No início da década de 1870, em uma viagem a Campina Grande, ainda debilitado pela agressão que sofrera da polícia no Recife, Borges da Fonseca adoeceu e resolveu ir para a casa de outra filha, em Nazaré da Mata, onde sua mulher se encontrava. Foi lá que, em abril de 1872, o jornalista e revolucionário paraibano faleceu. Tinha 64 anos de idade.
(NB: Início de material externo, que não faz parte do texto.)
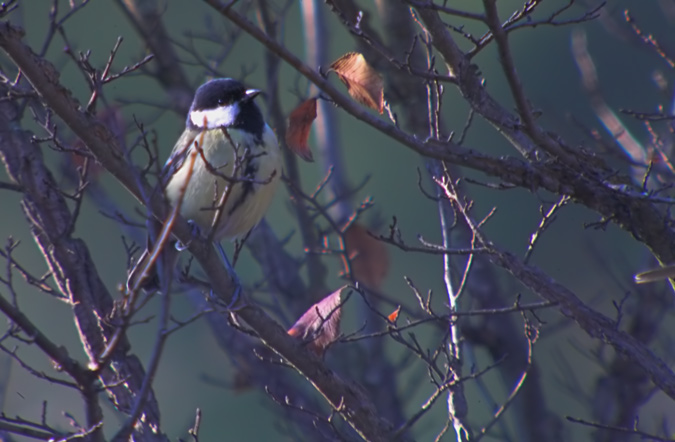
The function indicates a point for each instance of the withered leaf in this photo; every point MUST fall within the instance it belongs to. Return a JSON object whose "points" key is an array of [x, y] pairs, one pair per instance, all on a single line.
{"points": [[363, 83], [320, 325], [368, 256], [394, 315], [299, 124]]}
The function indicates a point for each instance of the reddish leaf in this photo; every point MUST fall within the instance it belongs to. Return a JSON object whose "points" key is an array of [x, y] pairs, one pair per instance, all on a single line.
{"points": [[363, 83], [394, 315], [299, 124], [368, 256], [320, 325]]}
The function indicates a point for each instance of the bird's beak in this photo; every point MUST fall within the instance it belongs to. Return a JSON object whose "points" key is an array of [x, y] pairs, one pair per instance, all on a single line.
{"points": [[251, 94]]}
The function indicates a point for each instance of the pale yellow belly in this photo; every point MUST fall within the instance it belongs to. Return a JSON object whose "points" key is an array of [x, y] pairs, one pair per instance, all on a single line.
{"points": [[205, 189]]}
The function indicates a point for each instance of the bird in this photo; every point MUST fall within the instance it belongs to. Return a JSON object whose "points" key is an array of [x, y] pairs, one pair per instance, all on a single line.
{"points": [[236, 169], [654, 275]]}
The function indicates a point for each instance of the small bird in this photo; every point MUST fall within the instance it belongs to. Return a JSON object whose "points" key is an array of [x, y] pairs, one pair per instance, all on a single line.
{"points": [[228, 130], [654, 275]]}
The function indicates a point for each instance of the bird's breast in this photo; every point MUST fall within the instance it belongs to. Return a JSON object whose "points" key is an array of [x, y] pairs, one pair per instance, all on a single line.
{"points": [[235, 173]]}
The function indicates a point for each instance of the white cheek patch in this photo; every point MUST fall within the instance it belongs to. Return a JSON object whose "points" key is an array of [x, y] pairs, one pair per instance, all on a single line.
{"points": [[223, 116]]}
Em um artigo publicado em O Jornal do Rio de Janeiro o escritor paraibano Ademar Vidal escreveu:
Ademar Vidal
“Quando Antonio Borges da Fonseca morreu os amigos vestiram-no como ele costumava andar – calças brancas e croasê – com a mão direita no bolso e a outra estendida, e, coisa curiosa, colocaram-no de pé na porta de sua residência [...] ali estava a figura morta de quem soubera ser na vida o espírito cheio de intransigência e fidelidade aos postulados daquilo que julgava ser a ventura de sua gente que ainda não conheceu espinha dobrada à tirania dos poderosos”
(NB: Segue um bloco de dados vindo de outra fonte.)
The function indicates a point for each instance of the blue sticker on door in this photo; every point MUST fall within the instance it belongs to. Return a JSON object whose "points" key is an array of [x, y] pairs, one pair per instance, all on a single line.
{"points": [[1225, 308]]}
O historiador Otavio Tarquinio de Sousa considerava que Borges da Fonseca “foi talvez o mais obstinado panfletário que o Brasil conheceu no primeiro meio século de vida independente”. Para Joaquim Nabuco, “na galeria dos nossos tribunos republicanos, Borges da Fonseca figura, porém, como o que mais distintamente possuiu a envergadura revolucionária”,
GD'Art
que, segundo Otavio Tarquinio, ele “guardou intata já sexagenário”. Personagem presente nas páginas da História do Brasil na primeira metade do século 19, Borges da Fonseca foi um dos dois paraibanos (o outro foi o bispo D. Vital) a merecer um verbete na obra Dicionário do Brasil Imperial, organizada pelo historiador Ronaldo Vainfas.
Borges da Fonseca, em seus escritos, sempre ressaltou a sua origem paraibana, em frases como: “e quanto a ser paraibano, muito nos orgulhamos”, “sou paraibano, que amo demasiadamente minha terra e meus patrícios” e “a mim que sou paraibano e me desvaneço de ser”. Apesar do seu orgulho pela sua terra, o “Repúblico” é pouco conhecido e muito menos reverenciado pelos seus conterrâneos. A única biografia de Borges da Fonseca foi escrita por um pernambucano, o já falecido professor e escritor Mário Márcio dos Santos, da Academia Pernambucana de Letras. Antônio Borges da Fonseca deixou destacada descendência na Paraíba, dentre outros o jornalista e político Aristides Lobo, ministro do primeiro governo da República, o ex-deputado federal Otacílio de Albuquerque, e é o bisavô materno do ex-senador e governador paraibano Argemiro de Figueiredo.